Peer review process
Not revised: This Reviewed Preprint includes the authors’ original preprint (without revision), an eLife assessment, and public reviews.
Read more about eLife’s peer review process.Editors
- Reviewing EditorDouglas PortmanUniversity of Rochester, Rochester, United States of America
- Senior EditorClaude DesplanNew York University, New York, United States of America
Reviewer #1 (Public review):
This is an interesting manuscript aimed at improving the transcriptome characterization of 52 C. elegans neuron classes. Previous single-cell RNA seq studies already uncovered transcriptomes for these, but the data are incomplete, with a bias against genes with lower expression levels. Here, the authors use cell-specific reporter combinations to FACS purify neurons and bulk RNA sequencing to obtain better sequencing depth. This reveals more rare transcripts, as well as non-coding RNAs, pseudogenes, etc. The authors develop computational approaches to combine the bulk and scRNA transcriptome results to obtain more definitive gene lists for the neurons examined.
To ultimately understand features of any cell, from morphology to function, an understanding of the full complement of the genes it expresses is a pre-requisite. This paper gets us a step closer to this goal, assembling a current "definitive list" of genes for a large proportion of C. elegans neurons.

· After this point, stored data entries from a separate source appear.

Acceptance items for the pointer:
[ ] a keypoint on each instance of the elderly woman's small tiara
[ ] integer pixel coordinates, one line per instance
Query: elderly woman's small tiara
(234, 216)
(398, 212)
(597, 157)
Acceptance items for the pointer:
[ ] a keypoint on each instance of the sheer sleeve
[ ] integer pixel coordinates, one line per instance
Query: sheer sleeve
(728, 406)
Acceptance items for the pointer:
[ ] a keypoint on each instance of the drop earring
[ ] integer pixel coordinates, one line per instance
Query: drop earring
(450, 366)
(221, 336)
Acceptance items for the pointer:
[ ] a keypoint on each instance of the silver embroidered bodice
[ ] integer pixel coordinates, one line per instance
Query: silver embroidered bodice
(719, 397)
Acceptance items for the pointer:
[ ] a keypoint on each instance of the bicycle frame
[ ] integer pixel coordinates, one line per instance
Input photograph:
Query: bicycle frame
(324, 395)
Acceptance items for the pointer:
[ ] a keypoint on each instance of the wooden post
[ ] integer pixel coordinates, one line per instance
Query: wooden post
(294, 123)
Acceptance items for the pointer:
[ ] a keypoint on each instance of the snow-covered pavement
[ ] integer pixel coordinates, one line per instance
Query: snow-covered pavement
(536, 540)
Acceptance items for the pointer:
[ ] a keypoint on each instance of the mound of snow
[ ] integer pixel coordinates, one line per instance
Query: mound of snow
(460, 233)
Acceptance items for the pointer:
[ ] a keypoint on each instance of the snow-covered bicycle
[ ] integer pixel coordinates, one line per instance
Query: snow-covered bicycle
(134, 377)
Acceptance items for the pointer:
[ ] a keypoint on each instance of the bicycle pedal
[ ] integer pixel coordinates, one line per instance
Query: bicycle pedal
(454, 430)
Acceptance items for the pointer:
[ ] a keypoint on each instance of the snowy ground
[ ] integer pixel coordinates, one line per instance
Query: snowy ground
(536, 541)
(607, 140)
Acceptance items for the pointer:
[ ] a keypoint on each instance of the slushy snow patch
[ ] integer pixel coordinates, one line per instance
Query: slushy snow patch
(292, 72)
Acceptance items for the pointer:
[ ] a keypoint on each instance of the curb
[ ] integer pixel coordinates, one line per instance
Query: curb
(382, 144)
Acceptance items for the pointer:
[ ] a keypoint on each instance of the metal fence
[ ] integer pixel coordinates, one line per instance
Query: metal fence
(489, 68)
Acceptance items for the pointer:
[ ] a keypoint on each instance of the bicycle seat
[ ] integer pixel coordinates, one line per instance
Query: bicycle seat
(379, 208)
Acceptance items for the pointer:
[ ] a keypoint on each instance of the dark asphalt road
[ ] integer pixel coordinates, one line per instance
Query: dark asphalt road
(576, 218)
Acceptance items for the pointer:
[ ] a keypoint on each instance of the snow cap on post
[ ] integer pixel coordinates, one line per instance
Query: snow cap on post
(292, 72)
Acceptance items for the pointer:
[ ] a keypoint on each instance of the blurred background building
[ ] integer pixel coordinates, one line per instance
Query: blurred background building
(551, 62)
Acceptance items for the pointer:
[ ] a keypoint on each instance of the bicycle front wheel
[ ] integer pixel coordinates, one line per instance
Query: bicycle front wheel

The computational approaches used to generate the list are based on reasonable assumptions, the data appear to have been treated appropriately statistically, and the conclusions are generally warranted. I have a few issues that the authors may choose to address:
(1) As part of getting rid of cross-contamination in the bulk data, the authors model the scRNA data, extrapolate it to the bulk data and subtract out "contaminant" cell types. One wonders, however, given that low expressed genes are not represented in the scRNA data, whether the assignment of a gene to one or another cell type can really be made definitive. Indeed, it's possible that a gene is expressed at low levels in one cell, and high levels in another, and would therefore be considered a contaminant. The result would be to throw out genes that actually are expressed in a given cell type. The definitive list would therefore be a conservative estimate, and not necessarily the correct estimate.
(2) It would be quite useful to have tested some genes with lower expression levels using in vivo gene-fusion reporters to assess whether the expression assignments hold up as predicted. i.e. provide another avenue of experimentation, non-computational, to confirm that the decontamination algorithm works.

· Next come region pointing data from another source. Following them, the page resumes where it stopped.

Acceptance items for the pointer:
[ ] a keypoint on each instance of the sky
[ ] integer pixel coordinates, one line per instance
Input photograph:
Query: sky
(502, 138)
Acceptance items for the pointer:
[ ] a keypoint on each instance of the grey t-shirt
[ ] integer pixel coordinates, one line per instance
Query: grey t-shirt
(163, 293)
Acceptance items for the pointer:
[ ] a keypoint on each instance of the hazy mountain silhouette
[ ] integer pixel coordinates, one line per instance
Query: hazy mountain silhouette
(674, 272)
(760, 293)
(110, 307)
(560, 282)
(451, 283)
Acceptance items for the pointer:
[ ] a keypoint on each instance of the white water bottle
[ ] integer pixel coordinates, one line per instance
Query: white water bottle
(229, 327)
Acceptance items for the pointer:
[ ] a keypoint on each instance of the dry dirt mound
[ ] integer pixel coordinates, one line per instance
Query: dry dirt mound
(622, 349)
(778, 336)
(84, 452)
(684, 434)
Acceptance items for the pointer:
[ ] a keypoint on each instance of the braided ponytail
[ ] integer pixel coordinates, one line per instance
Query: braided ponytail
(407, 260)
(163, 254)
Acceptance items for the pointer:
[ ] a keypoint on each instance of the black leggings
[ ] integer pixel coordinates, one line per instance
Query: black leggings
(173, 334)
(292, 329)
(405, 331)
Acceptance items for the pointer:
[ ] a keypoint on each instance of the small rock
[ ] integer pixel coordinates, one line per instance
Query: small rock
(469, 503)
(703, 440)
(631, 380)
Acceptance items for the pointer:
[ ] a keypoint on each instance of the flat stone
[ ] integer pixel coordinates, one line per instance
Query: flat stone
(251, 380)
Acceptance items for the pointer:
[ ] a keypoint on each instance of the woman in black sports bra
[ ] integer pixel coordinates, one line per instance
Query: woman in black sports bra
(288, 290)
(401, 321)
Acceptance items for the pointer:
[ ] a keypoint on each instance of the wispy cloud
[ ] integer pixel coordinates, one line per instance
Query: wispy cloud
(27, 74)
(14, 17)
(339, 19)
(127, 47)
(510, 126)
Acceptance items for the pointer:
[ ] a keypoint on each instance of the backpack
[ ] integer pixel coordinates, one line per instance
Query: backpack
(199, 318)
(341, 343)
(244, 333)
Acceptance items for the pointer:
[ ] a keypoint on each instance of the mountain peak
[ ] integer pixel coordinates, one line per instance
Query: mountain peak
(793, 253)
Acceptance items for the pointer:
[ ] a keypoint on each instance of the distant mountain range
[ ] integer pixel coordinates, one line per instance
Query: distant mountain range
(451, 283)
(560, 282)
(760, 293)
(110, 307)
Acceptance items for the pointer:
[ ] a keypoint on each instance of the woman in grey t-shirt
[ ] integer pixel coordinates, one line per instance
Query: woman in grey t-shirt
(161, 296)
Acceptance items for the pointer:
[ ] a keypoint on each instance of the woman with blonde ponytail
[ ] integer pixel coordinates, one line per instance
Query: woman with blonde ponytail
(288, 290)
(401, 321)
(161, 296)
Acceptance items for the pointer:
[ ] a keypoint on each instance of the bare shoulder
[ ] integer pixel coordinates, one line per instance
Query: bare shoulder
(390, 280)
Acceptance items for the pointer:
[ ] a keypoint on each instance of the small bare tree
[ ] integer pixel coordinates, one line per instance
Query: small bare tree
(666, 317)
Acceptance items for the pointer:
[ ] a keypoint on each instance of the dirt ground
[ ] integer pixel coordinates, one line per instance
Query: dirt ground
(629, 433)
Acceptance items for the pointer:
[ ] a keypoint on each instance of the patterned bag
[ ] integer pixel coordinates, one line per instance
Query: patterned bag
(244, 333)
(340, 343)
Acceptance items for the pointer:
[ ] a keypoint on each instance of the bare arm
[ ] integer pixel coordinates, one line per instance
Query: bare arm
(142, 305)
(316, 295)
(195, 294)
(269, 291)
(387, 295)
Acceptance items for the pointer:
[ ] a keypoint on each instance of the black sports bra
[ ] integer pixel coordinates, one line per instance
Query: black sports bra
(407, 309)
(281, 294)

(3) In many cases, each cell class would be composed of at least 2 if not more neurons. Is it possible that differences between members of a single class would be missed by applying the cleanup algorithms? Such transcripts would be represented only in a fraction of the cells isolated by scRNAseq, and might then be considered not real.
(4) I didn't quite catch whether the precise staging of animals was matched between the bulk and scRNAseq datasets. Importantly, there are many genes whose expression is highly stage-specific or age-specific so even slight temporal differences might yield different sets of gene expression.
(5) To what extent does FACS sorting affect gene expression? Can the authors provide some controls?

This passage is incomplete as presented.